Left-Wing ‘Opposition’ Personality Outrages Venezuela with Rogue Turkey Talks

Miranda state governor and opposition leader Henrique Capriles speaks during a press confe
FEDERICO PARRA/AFP via Getty Images

Venezuelan opposition personality Henrique Capriles Radonski came under fire this week for holding talks with Islamist Turkey without the approval of President Juan Guaidó and embracing the parliamentary elections organized by the Maduro regime.

Capriles – a two-time presidential election loser and member of the center-left Justice First party who has not held public office in three years – said that although no formal negotiations took place between himself and the Venezuelan opposition with Turkey, it remains “appropriate to speak with everyone who brings us to a credible solution.”

Addressing his followers in a Twitter broadcast on Wednesday, Capriles urged people to take advantage of the “little slit of opportunity” presented by parliamentary elections in December, which under the control of the Maduro regime are almost certain to be rigged.
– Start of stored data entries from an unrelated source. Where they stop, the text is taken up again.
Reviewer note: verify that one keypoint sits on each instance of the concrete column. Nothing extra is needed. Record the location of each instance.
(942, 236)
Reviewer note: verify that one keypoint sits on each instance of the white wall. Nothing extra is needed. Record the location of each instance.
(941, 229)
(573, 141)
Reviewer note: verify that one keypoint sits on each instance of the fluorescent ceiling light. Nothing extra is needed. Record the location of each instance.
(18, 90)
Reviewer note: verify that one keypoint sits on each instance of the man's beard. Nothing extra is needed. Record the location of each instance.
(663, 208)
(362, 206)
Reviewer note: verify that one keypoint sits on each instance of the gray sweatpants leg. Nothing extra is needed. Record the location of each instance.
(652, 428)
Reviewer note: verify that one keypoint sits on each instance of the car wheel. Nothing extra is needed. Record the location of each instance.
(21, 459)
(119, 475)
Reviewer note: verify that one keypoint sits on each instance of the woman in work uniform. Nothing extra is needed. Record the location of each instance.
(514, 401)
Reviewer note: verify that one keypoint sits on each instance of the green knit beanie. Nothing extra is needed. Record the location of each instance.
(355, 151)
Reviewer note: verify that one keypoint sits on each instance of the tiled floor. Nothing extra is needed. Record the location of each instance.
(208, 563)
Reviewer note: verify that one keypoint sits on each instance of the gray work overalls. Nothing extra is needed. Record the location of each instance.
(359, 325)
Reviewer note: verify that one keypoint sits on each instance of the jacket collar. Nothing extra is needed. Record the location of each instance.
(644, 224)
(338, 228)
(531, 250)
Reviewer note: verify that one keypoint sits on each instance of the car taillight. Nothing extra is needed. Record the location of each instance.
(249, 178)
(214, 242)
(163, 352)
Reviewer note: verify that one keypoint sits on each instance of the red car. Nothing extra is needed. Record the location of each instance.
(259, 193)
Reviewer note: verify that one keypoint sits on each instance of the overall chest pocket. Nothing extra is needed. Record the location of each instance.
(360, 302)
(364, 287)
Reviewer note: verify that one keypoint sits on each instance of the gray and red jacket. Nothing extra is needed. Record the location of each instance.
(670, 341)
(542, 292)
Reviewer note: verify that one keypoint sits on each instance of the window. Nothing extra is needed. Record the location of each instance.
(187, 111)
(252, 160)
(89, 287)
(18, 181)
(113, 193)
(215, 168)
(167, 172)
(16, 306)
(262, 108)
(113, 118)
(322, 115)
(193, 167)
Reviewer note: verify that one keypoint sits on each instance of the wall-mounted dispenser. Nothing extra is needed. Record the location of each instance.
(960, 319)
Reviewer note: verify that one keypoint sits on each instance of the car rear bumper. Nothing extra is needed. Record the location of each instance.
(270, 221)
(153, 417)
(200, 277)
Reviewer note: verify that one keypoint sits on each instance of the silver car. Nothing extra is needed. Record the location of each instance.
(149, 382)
He added that “fighting is fighting, not tweeting,” and also asked the European Union and the United Nations to attend as observers.

“They do everything because it is not a democratic regime, but if they leave a little gap, we have to take advantage of that little gap and then put our foot in, so that the door does not close,” he explained. “Nobody would have imagined that they were going to free prisoners, perhaps there is a little gap.”

Capriles has taken personal credit for Maduro’s pardon of dozens of left-leaning political prisoners this week.

Among those to criticize him was the rightful mayor of Caracas Antonio Ledezma, who accused him of “surrendering to a tyrant.”

“It is one thing to fight and another thing to surrender to the tyrant. There is no democracy in Venezuela, a narco-state rules,” contended Ledezma. “We will come out of that by facing the gangs, not giving in to them. The truth will prevail, tyranny will fall and history will give the final judgment.”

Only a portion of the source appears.